Rajat Gupta leaves federal court with his lawyer Gary P. Naftalis, right, Wednesday, Oct. 26, 2011 in New York. The former board member of Goldman Sachs and Procter & Gamble pleaded not guilty to federal charges accusing him of acting as “the illegal eyes and ears in the boardroom” for a friend who was already convicted in the biggest insider trading case in history. (AP Photo/Frank Franklin II)
NEW YORK (AP) — A former board member of Goldman Sachs and Procter & Gamble pleaded not guilty Wednesday to federal charges accusing him of acting as “the illegal eyes and ears in the boardroom” for a friend, a billionaire hedge fund founder sentenced this month to 11 years in prison in the biggest insider trading case in history.
The case, built partially on wiretaps used for the first time in insider trading, has offered unprecedented insight into greed at the highest levels of Wall Street. The arrest of Rajat Gupta took it one step higher.
The indictment unsealed Wednesday accuses Gupta of cheating the markets with Raj Rajaratnam, the 54-year-old convicted hedge fund founder who was the probe’s prime target.

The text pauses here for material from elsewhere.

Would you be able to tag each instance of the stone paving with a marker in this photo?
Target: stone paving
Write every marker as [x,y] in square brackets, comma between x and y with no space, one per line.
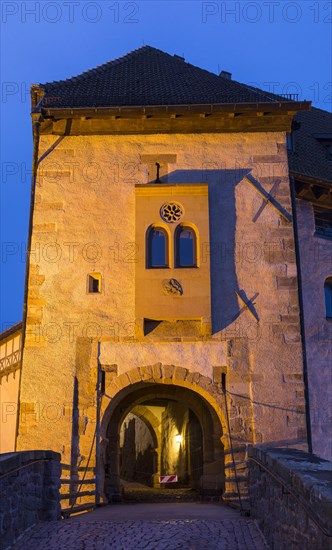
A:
[96,531]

Gupta, 62, quietly surrendered early in the day at the FBI’s New York City office, a few blocks north of the ongoing Occupy Wall Street demonstration against what protesters call a culture of corporate greed. His lawyer called the allegations “totally baseless.”
Swarmed by photographers, Gupta left the courthouse shortly before 4 p.m.
Gupta, of Westport, Conn., pleaded not guilty to one count of conspiracy to commit securities fraud and five counts of securities fraud, charges that carry a potential penalty of 105 years in prison. He was freed on $10 million bail, and conditions require him to remain in the continental United States. An April 9 trial date was set.